# What should I do to marry a rich guy?



## Michael. (Feb 23, 2014)

.

Apparently a young woman posted the following on a forum under the title: 


What should I do to marry a rich guy?
.



.


The answer she got was breathtakingly awesome. 


I’m going to be honest of what I’m going to say here. I’m 25 this year. I’m very pretty, have style and good taste. 


I wish to marry a guy with $500k annual salary or above. You might say that I’m greedy, but an annual salary of $1M is considered only as middle class in New York. 


My requirement is not high. Is there anyone in this forum who has an income of $500k annual salary? Are you all married? 


I wanted to ask: what should I do to marry a rich person like you? 


Among those I’ve dated, the richest is $250k annual income, and it seems that this is my upper limit. 
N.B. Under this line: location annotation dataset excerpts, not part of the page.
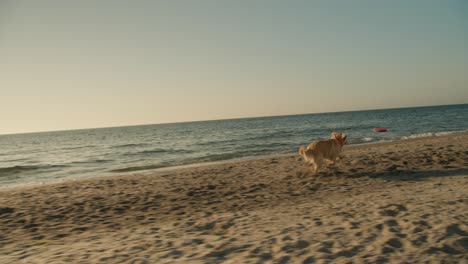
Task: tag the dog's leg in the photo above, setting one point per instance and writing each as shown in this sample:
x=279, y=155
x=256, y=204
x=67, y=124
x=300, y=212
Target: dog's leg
x=317, y=166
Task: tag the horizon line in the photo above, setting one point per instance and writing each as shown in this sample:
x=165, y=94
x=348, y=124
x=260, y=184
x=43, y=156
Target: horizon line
x=221, y=119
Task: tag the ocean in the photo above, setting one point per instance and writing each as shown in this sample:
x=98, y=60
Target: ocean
x=64, y=155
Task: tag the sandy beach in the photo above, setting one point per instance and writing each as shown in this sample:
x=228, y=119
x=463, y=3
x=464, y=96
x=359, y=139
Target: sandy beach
x=401, y=202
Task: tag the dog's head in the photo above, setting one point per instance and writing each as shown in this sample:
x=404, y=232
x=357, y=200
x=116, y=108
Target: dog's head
x=340, y=137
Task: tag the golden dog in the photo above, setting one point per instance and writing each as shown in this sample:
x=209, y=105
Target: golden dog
x=319, y=151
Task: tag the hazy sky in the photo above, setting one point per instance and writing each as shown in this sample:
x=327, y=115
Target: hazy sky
x=81, y=64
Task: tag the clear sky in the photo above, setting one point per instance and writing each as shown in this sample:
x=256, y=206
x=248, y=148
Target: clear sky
x=83, y=64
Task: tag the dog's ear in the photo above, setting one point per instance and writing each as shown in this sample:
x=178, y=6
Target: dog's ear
x=343, y=136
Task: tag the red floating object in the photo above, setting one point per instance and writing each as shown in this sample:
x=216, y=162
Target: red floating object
x=380, y=129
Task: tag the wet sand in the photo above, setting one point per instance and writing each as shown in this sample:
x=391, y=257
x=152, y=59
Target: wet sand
x=392, y=202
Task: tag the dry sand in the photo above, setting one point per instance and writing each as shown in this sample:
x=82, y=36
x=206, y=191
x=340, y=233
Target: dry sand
x=404, y=202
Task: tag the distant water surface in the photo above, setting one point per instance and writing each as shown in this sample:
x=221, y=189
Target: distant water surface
x=38, y=157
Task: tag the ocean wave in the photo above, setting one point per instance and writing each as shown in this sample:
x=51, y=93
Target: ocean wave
x=20, y=169
x=140, y=168
x=158, y=151
x=78, y=147
x=130, y=145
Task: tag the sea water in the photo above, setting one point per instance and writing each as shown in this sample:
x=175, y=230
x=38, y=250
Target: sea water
x=41, y=157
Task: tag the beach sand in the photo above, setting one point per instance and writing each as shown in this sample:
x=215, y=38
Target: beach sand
x=402, y=202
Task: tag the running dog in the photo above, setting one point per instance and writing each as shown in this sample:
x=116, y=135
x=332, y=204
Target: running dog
x=319, y=151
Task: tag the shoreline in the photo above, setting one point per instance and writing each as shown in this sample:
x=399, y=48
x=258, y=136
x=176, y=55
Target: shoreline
x=399, y=202
x=136, y=173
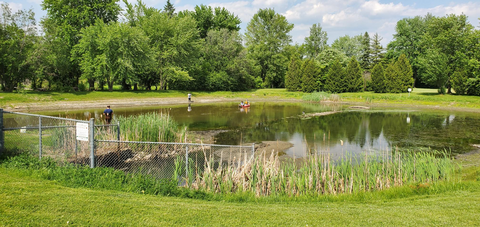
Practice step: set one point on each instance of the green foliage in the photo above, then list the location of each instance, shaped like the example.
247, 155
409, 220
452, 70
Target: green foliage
376, 49
310, 76
69, 17
266, 37
169, 8
151, 127
353, 76
473, 86
405, 73
434, 68
214, 19
408, 40
71, 175
350, 46
294, 74
225, 63
176, 45
459, 82
17, 38
330, 55
335, 82
316, 42
114, 53
393, 82
378, 79
366, 59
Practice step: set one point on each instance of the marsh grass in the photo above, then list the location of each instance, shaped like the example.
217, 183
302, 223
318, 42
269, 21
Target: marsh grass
151, 127
320, 97
318, 174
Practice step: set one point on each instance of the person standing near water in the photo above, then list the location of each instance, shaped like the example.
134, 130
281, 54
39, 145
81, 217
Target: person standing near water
108, 114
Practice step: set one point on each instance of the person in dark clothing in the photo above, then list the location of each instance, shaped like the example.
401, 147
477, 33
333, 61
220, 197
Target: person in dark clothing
108, 115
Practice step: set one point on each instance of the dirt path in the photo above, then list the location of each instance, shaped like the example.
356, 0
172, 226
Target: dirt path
125, 102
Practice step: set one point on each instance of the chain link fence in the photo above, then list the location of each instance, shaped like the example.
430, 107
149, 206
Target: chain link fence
58, 138
165, 160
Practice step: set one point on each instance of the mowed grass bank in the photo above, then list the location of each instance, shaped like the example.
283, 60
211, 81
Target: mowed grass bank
27, 198
30, 201
419, 97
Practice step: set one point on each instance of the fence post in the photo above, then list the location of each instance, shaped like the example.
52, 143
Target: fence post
253, 149
2, 135
118, 130
186, 162
91, 135
40, 138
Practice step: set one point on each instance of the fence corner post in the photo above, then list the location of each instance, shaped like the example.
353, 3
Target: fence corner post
2, 135
118, 130
40, 138
186, 162
253, 149
91, 135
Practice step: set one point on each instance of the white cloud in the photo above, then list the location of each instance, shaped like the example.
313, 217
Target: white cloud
14, 6
270, 3
243, 9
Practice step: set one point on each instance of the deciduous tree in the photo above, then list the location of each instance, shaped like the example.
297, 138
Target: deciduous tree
266, 37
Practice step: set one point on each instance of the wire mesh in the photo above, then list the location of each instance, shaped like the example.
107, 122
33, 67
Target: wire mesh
166, 160
43, 136
56, 138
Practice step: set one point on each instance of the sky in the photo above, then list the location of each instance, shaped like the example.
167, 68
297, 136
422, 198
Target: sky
337, 17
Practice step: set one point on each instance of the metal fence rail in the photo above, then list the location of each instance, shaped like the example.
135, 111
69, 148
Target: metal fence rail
163, 159
56, 138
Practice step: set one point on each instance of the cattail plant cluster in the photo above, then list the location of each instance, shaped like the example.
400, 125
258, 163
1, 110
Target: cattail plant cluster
318, 174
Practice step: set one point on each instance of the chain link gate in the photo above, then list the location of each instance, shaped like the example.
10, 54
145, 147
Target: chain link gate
54, 137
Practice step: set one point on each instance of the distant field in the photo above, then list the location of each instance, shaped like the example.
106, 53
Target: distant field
419, 97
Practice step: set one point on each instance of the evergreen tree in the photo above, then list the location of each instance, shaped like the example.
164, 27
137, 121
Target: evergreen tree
293, 76
365, 59
377, 49
353, 76
378, 79
309, 78
392, 83
169, 9
335, 82
405, 73
316, 42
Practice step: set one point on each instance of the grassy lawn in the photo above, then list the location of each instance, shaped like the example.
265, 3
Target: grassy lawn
30, 201
419, 97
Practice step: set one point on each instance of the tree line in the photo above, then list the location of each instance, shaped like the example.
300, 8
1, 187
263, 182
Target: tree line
95, 44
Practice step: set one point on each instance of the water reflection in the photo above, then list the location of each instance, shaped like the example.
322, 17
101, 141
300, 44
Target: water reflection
352, 131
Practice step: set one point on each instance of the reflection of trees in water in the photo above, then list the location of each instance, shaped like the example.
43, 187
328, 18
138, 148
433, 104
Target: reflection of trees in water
359, 128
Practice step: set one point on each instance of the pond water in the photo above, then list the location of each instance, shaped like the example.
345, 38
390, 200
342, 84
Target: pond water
347, 130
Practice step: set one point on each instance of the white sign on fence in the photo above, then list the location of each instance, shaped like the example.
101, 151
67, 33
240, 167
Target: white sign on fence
82, 131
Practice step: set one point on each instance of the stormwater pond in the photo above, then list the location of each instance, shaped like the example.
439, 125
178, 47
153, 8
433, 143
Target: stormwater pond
314, 127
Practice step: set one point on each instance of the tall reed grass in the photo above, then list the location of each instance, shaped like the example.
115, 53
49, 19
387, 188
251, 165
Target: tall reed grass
151, 127
320, 175
320, 96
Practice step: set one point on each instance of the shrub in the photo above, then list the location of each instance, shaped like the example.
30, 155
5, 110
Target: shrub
473, 86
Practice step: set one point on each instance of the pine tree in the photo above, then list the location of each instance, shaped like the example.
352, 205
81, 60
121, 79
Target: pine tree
405, 73
392, 82
377, 49
365, 59
336, 78
378, 79
309, 79
353, 76
293, 75
169, 8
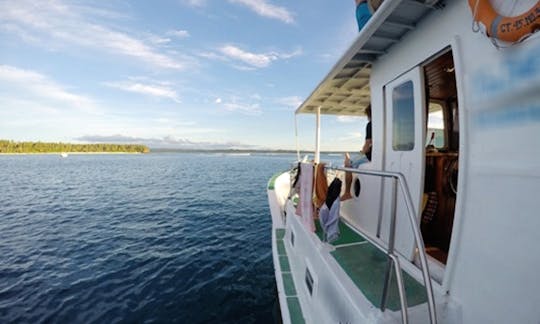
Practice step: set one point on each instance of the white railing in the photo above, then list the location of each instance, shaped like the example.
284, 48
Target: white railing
393, 260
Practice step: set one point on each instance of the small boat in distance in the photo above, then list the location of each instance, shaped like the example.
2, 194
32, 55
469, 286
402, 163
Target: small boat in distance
441, 225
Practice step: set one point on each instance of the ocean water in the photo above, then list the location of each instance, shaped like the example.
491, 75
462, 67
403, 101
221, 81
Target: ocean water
149, 238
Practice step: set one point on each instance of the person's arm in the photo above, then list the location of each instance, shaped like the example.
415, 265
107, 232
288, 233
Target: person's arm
367, 146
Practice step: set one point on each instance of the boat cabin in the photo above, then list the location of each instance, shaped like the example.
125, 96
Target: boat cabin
450, 195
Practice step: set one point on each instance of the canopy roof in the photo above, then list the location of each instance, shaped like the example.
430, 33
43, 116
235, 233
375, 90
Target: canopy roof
345, 90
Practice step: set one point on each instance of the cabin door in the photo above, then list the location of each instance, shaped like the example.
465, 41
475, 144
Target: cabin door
404, 152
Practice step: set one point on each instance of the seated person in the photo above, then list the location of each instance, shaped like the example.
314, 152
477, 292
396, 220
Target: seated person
362, 13
363, 157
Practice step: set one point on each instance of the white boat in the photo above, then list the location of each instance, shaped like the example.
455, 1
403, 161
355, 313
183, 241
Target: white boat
444, 234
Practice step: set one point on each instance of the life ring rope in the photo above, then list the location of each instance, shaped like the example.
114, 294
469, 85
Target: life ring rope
508, 29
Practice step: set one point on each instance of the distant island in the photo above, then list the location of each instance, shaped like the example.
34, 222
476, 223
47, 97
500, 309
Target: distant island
7, 146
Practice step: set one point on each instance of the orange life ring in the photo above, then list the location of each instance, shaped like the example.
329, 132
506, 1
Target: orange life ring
508, 29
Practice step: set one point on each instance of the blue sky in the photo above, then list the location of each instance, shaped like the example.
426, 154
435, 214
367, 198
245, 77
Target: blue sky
177, 73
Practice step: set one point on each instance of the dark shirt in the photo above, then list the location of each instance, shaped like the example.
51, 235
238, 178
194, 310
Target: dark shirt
368, 136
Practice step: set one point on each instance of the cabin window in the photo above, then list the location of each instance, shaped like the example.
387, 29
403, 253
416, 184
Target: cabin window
403, 117
435, 130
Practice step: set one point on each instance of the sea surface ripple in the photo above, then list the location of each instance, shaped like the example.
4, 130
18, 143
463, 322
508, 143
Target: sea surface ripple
136, 238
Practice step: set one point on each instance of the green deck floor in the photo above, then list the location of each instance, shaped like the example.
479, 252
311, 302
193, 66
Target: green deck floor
366, 265
347, 235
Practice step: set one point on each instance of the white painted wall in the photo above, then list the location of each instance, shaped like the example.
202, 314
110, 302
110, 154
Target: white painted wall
493, 266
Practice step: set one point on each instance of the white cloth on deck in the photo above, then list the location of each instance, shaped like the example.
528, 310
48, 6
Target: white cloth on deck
329, 219
305, 203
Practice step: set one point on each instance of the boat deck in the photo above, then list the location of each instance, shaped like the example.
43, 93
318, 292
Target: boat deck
365, 264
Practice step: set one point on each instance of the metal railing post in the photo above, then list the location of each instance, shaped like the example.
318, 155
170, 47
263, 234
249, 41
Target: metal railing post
391, 240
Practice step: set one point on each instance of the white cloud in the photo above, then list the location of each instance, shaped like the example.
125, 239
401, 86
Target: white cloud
254, 60
57, 24
179, 33
237, 104
160, 90
33, 84
351, 136
168, 141
195, 3
268, 10
292, 101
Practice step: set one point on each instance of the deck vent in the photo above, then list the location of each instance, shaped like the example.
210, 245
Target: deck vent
309, 281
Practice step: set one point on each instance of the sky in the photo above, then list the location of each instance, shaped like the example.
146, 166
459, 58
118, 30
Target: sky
172, 73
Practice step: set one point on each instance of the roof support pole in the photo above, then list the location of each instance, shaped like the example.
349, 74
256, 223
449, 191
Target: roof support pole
318, 137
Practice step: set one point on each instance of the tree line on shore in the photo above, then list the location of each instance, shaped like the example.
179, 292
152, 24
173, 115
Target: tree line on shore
7, 146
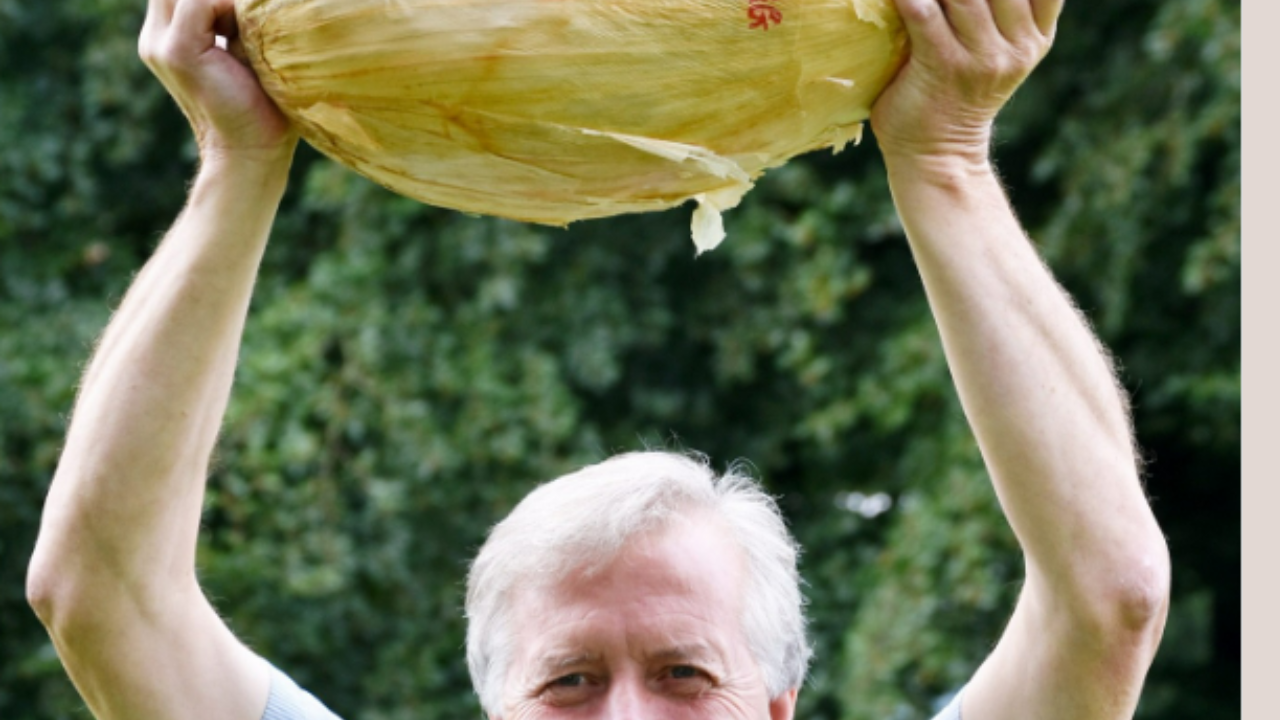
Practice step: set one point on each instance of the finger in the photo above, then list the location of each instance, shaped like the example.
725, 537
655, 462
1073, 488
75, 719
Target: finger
193, 30
1046, 14
974, 24
160, 12
1016, 21
927, 27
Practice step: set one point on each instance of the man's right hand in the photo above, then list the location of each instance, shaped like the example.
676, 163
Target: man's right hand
229, 112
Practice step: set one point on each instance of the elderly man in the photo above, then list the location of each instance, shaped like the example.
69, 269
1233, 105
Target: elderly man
658, 591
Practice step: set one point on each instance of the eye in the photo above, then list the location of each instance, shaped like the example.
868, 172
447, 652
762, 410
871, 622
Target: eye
574, 680
686, 680
568, 689
684, 673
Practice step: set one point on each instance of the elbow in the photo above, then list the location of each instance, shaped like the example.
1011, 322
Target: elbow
1127, 610
48, 589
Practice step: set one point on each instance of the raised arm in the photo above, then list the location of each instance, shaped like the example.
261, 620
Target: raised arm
113, 577
1036, 384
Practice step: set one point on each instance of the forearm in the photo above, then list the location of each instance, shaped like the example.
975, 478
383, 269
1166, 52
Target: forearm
126, 501
1038, 391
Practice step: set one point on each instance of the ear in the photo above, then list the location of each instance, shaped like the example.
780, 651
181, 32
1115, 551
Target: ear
784, 706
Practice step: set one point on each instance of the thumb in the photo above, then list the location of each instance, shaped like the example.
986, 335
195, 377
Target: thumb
927, 27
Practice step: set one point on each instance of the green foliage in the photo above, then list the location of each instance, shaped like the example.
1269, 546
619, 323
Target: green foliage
408, 373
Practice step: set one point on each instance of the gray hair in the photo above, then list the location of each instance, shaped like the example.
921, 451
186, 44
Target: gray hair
580, 522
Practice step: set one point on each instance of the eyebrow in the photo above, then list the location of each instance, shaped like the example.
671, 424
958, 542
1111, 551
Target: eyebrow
553, 664
693, 651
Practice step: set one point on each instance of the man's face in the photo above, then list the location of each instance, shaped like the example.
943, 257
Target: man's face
657, 634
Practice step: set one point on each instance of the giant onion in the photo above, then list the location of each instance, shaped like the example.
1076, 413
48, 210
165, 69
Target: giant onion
557, 110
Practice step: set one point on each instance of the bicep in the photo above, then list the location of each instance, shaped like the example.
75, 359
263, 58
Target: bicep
169, 659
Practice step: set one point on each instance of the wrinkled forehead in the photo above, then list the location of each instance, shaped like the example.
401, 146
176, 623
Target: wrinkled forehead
677, 587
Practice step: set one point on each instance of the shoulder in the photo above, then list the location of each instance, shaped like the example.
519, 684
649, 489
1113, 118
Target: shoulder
287, 701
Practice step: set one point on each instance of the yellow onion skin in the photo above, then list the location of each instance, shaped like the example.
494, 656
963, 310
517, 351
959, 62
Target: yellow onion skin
558, 110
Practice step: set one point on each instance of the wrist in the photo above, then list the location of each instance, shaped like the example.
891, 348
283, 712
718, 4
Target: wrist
261, 172
947, 171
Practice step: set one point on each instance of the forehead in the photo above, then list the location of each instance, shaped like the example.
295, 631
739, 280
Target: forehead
672, 591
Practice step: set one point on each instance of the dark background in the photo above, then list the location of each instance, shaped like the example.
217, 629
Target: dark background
408, 372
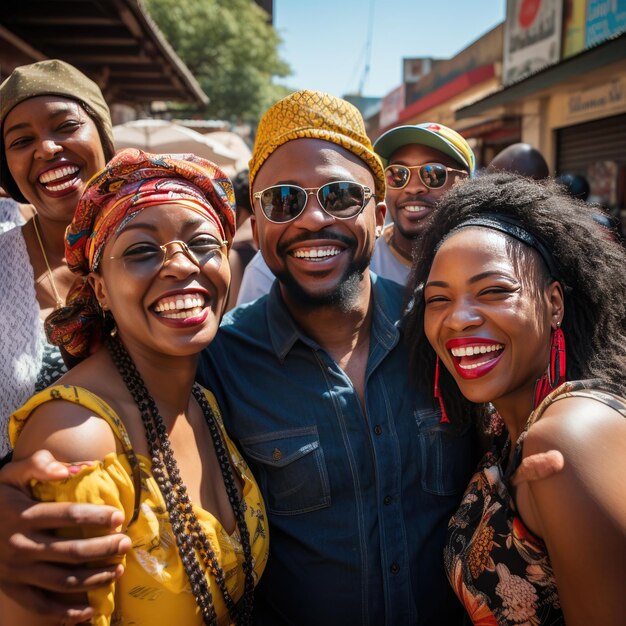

If someone is going to move into high cost residential area on the west of New York City Garden(?), $250k annual income is not enough. 


I’m here humbly to ask a few questions: 
1) Where do most rich bachelors hang out? (Please list down the names and addresses of bars, restaurant, gym) 
2) Which age group should I target? 
3) Why most wives of the riches are only average-looking? I’ve met a few girls who don’t have looks and are not interesting, 
but they are able to marry rich guys. 


4) How do you decide who can be your wife, and who can only be your girlfriend? 


(my target now is to get married)


Ms. Pretty




___________________________________________________________________________________


Dear Ms. Pretty, 


I have read your post with great interest. 


Guess there are lots of girls out there who have similar questions like yours. 


Please allow me to analyse your situation as a professional investor. 


My annual income is more than $500k, which meets your requirement, so I hope everyone believes that I’m not wasting time here. 


From the standpoint of a business person, it is a bad decision to marry you. 


The answer is very simple, so let me explain: what you’re trying to do is an exchange of “beauty” and “money”. 


Person A provides beauty, and Person B pays for it, fair and square. 


However, there’s a deadly problem here, your beauty will fade, but my money will not be gone without any good reason. 


The fact is, my income might increase from year to year, but you can’t be prettier year after year. 


Hence from the viewpoint of economics, I am an appreciation asset, and you are a depreciation asset. 


It’s not just normal depreciation, but exponential depreciation. If that is your only asset, your value will be much worse 10 years later. 


By the terms we use in Wall Street, every trading has a position, dating with you is also a “trading position”. 


If the trade value dropped we will sell it and it is not a good idea to keep it for long term - same goes with the marriage that you wanted. 


It might be cruel to say this, but in order to make a wiser decision any assets with great depreciation value will be sold or “leased”. 


Anyone with over $500k annual income is not a fool; we would only date you, but will not marry you. 


I would advise that you forget looking for any clues to marry a rich guy. 


And by the way, you could make yourself to become a rich person with $500k annual income. 


This has better chance than finding a rich fool. 


Hope this reply helps.




.


----------



## Vivjen (Feb 23, 2014)

I like!


----------



## That Guy (Feb 23, 2014)




----------



## That Guy (Feb 23, 2014)




----------



## SeaBreeze (Feb 23, 2014)

The person giving the reply is very wise.  Anyone looking at the dollar value of a marriage (or sugar-daddy), should just stay single.  If money is so important to that woman, than she should get off her lazy duff and start earning and saving.  Marrying her would be like a rich man marrying a prostitute, that only wanted to get paid for her "pretty" looks/services.

I heard there are actually dating sites with women looking for 'sugar daddies', those women need to get a life, and those men who reply need their heads examined, IMO.  I have no respect for money-chasing females, they give the rest a bad name. :dollar: :dollar:


----------



## That Guy (Feb 23, 2014)




----------



## SifuPhil (Feb 23, 2014)

SeaBreeze said:


> ...  Marrying her would be like a rich man marrying a prostitute, that only wanted to get paid for her "pretty" looks/services.



It worked for Vivian ...


----------